How to Build a Time Machine
I’m a director. At miano.tv we are visual storytellers creating corporate videos, customer testimonials, television commercials, historical documentaries and more. I’ve been fortunate enough to do what I love – directing – for my entire professional career. My work has been seen across the United States and around the world.
Preserving history through documentaries is perhaps what brings me the most joy as a director. Frankly, I was never really into history. “History” was a class in school where you had to read a “history book” and then you were quizzed on what you learned. It wasn’t until I directed my first documentary that I realized how fascinating and outright fun history can be! History is not simply what some scholar writes in a book or an agreed upon account of the past – to be memorized, quizzed on and forgotten. History is our story and it is as fascinating and diverse as each of us.
By now you are asking: “What does any of this have to do with Rhodia paper?” Well, nothing… And everything.
Early on in the process of researching our documentary The Worlds Greatest Fair – about the 1904 World’s Fair – I was shown the diary of a young woman who visited the fair and who wrote about it in great detail. Her name was Laura Merritt.
Laura was likely a teenager when she visited the St. Louis World’s Fair with her family in 1904. She was born on the family farm near Cedar Rapids, Iowa. Like so many people, visiting the World’s Fair was a once-in-a-lifetime opportunity to experience the world. Laura wrote about that experience in her diary. Her accounts ultimately became part of the introduction and conclusion of our documentary. (Note: Unfortunately, since Rhodia didn’t exist in 1904, Laura didn’t use a Rhodia journal.)
Laura Merritt’s diary represents a physical connection to something that happened 110 years ago.
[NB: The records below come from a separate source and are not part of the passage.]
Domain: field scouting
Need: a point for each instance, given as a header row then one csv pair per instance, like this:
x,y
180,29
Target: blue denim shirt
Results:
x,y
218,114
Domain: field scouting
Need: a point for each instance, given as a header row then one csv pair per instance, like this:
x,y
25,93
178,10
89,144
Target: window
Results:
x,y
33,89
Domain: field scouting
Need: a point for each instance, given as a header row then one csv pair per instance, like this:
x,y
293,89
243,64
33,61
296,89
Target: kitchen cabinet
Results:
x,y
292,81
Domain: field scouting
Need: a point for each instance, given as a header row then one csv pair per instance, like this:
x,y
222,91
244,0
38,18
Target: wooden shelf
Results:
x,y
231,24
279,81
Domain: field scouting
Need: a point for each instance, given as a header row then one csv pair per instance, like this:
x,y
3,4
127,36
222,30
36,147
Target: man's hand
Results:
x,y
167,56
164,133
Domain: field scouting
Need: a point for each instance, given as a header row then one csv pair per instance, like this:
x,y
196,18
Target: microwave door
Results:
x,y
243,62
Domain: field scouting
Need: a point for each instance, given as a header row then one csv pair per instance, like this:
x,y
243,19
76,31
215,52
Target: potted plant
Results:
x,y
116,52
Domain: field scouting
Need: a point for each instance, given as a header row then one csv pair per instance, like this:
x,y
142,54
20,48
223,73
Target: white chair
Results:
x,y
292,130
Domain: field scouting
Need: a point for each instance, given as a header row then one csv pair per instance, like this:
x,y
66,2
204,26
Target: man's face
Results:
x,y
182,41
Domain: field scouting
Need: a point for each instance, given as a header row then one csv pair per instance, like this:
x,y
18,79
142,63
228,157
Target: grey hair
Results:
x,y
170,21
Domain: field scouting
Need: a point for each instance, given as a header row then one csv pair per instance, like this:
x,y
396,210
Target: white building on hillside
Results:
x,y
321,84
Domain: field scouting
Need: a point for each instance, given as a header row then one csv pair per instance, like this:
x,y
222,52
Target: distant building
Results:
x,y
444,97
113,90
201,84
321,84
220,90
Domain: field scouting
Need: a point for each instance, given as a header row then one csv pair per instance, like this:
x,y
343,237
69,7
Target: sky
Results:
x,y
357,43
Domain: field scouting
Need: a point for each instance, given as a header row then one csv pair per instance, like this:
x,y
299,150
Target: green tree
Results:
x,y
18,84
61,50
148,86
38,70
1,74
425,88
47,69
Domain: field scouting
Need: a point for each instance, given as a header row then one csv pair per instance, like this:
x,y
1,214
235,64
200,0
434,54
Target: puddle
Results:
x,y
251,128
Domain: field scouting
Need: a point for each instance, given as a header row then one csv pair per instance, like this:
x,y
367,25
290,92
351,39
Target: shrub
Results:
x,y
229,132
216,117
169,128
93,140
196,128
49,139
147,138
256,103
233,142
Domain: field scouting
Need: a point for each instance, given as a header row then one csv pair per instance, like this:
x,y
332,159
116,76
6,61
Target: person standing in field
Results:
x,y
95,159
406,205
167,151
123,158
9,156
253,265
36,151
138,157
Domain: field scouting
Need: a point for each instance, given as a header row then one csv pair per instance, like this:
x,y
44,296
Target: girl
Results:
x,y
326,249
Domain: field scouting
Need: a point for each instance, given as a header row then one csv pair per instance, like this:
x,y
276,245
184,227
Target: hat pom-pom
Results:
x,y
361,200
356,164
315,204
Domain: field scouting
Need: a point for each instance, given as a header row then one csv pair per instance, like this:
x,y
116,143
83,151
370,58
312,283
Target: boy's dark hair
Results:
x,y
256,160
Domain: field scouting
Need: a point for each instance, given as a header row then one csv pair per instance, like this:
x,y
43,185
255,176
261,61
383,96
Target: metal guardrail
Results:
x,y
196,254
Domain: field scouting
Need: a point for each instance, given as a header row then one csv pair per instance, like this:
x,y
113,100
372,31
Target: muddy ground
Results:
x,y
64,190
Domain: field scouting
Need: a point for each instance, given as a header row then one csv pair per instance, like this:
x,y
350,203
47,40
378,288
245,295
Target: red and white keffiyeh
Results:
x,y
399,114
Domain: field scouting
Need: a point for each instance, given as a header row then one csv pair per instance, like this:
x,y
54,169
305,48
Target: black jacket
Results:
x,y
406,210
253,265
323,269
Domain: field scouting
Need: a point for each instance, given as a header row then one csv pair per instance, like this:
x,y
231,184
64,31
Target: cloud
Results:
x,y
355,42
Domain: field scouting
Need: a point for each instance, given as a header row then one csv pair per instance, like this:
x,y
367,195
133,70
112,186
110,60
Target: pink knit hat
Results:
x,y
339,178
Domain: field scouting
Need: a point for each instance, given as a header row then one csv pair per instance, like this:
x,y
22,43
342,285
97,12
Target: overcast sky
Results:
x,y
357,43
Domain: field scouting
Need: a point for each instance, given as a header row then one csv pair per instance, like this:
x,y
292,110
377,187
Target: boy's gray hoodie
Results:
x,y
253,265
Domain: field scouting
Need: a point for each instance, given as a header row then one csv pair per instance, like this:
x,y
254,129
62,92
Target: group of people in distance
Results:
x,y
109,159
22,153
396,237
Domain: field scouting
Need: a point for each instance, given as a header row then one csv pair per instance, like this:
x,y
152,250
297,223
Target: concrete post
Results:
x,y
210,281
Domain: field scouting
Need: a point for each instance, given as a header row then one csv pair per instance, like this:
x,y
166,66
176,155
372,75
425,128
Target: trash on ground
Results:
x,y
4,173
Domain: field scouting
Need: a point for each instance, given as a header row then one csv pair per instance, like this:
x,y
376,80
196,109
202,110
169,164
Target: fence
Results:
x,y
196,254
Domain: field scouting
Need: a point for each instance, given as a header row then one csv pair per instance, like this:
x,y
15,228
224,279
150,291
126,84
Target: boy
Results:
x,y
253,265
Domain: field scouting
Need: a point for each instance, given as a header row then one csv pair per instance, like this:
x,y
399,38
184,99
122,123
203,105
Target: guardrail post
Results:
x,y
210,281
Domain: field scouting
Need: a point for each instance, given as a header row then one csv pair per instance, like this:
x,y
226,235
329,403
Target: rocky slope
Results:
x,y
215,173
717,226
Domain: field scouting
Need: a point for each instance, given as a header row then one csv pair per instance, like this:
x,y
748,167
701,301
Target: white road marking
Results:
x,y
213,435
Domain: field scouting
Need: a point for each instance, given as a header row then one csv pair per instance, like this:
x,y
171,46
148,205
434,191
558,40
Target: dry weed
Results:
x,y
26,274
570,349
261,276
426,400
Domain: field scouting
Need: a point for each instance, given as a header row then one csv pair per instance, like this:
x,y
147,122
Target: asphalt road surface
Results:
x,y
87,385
The words written on each page were put there by a person who actually experienced that momentous event. Those same words typed on a computer and read in an email or a book would lose something very important and yet difficult to quantify. Laura’s words are not terribly substantive or poetic; her penmanship doesn’t exhibit a particularly artistic flair. There have certainly been more thorough accounts of the 1904 World’s Fair and thousands of photos exist that reveal more detail. But Laura’s handwritten diary is more than an account of an event. It is a time machine. Seeing those carefully handwritten words, feeling the paper as you turn the pages – the same pages that Laura turned over a century ago – transports the reader back in time.
I use fountain pens to write in my Rhodia A5 webnotebooks nearly every day. What I write is unlikely to ever be fodder for a documentary. In fact, I often write purely for the tactile experience; the words are sometimes unimportant. There is just something so enjoyable about writing on high quality paper… The pen seems to float across the page.
You may think that the act of physically writing is old fashioned and insignificant… If so, you’ve missed the point. You are depriving yourself of one of life’s simple pleasures and a uniquely human experience.
Close your laptop; turn off your computer. Grab a marvelous pen and some Rhodia paper and write! Tell your story – large or small – and you will create something far greater than text on a screen. You will create a time machine.